On Wednesday, the Brazilian Senate voted to hold an impeachment trial for democratically-elected President Dilma Rousseff, ushering closer the possibility of her permanent ouster from office, with the unpopular Michel Temer, a man with a disapproval rating in excess of 80%, being forced upon the Brazilian people against their will.
The 68-year-old Rousseff is a rarity in Brazil, one of the few politicians not implicated in a major corruption scandal. Dilma’s persecutors, Michel Temer and the Brazilian Democratic Movement Party, by contrast, are at the heart of the so-called car wash investigation, with leaked recordings exposing the impeachment process as a bid to install Temer in the interim to make corruption charges disappear.
Despite growing public unrest, Rousseff’s fight for her political career appears increasingly futile, with the Brazilian Senate, by a vote of 59 to 21 (with one abstaining), approving the commencement of a full impeachment trial against the elected official by a margin substantially greater than the 50% plus 1 required.
If two-thirds of the Brazilian Senate, or 54 senators, vote for impeachment following a trial set to begin on August 25, just four days after the Olympics closing ceremony, the politician will be permanently barred from office. The impeachment trial is expected to last five days, possibly ending her career before the close of August.
"Today is not a good day for our democracy," said Senator Paulo Rocha. Against her "is a political alliance that smells of a coup."
The accusations of a coup trace back to the commencement of the proceedings in the lower house, by the notoriously corrupt lawmaker Eduardo Cunha, who was eventually ousted pending corruption proceedings of his own.
Subsequently, recordings surfaced of Cunha’s political party mate, Brazilian Democratic Movement Party (PMDB) leader Sergio Machado, discussing Rousseff’s ouster months before proceedings and the recent installation of Temer, as a means to end the corruption probes.

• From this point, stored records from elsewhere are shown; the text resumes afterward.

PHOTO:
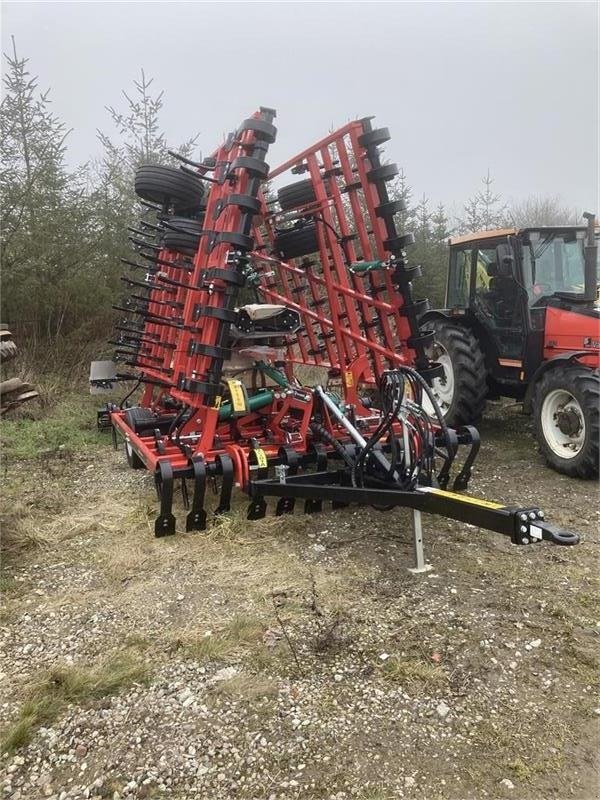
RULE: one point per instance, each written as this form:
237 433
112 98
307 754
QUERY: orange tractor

Thereafter, additional recordings were revealed, featuring Temer’s anti-corruption czar advising another PMDB ally, Senate leader Renan Calheiros, on how to sidestep the car wash corruption probe.
With outraged people in Brazil taking to streets in front of Olympics events chanting "Fora Temer" (for "Temer Out"), the Rio Games have brought into the living rooms of the world the reality of the slow-motion South American coup.
On Tuesday, Loud & Clear’s Brian Becker sat down with Brazilian political analyst Victor Fraga, and Aline Piva, of Brazilian Expats for Democracy, to discuss what to expect.
"People are outraged, people are furious, people want the reactionary interim President Michel Temer out. However, politicians, including in the senate, and most importantly, the supreme tribunal, have implemented a juristocracy in Brazil where they disregard the will of the people and act according to their own interests," said Fraga.
"The interim president has a disapproval rating of over 80% and the media has been doing their utmost to disguise that and to lift the mood of the country," stated Fraga. "Jingoism has all of a sudden swept the country, and the reactionaries want to benefit from the jingoism and patriotism surrounding the Olympics in order to lift the mood, disregarding the fact that the Olympics were brought to Brazil by Lula and the fact that the opening ceremony of the Games has been a success, boils down to Dilma."
"To add insult to injury," he said, "they have been trying to silence people in the stadium and have been trying to prevent them from protesting or holding very simple signs saying 'Temer Out,' in an affront to free speech and democracy while shredding the Brazilian constitution to pieces," said the analyst.
Piva agreed, noting that the mood in Brazil is one of anger and outrage at the stripping away of the democratic process for the benefit of a powerful and corrupt few.
"What you are seeing now in Brazil is that, for the first time, people who never had a voice, who never spoke out about what they were feeling, and thought about in politics, and what happened in Brazil, are now taking to the streets to show their discontent," said Piva.
"It is important to note that the Brazilian media has played a big role in pushing this idea that Brazil was once an ideal country of harmonic societies that has now become polarized and it is not something that is happening only in Brazil," said the activist. "It is happening in Venezuela, it is happening in Argentina, so this is one of the faces that the media takes, in order to undermine the progressive governments in Latin America, and to put our achievements over the last decade on the backburner."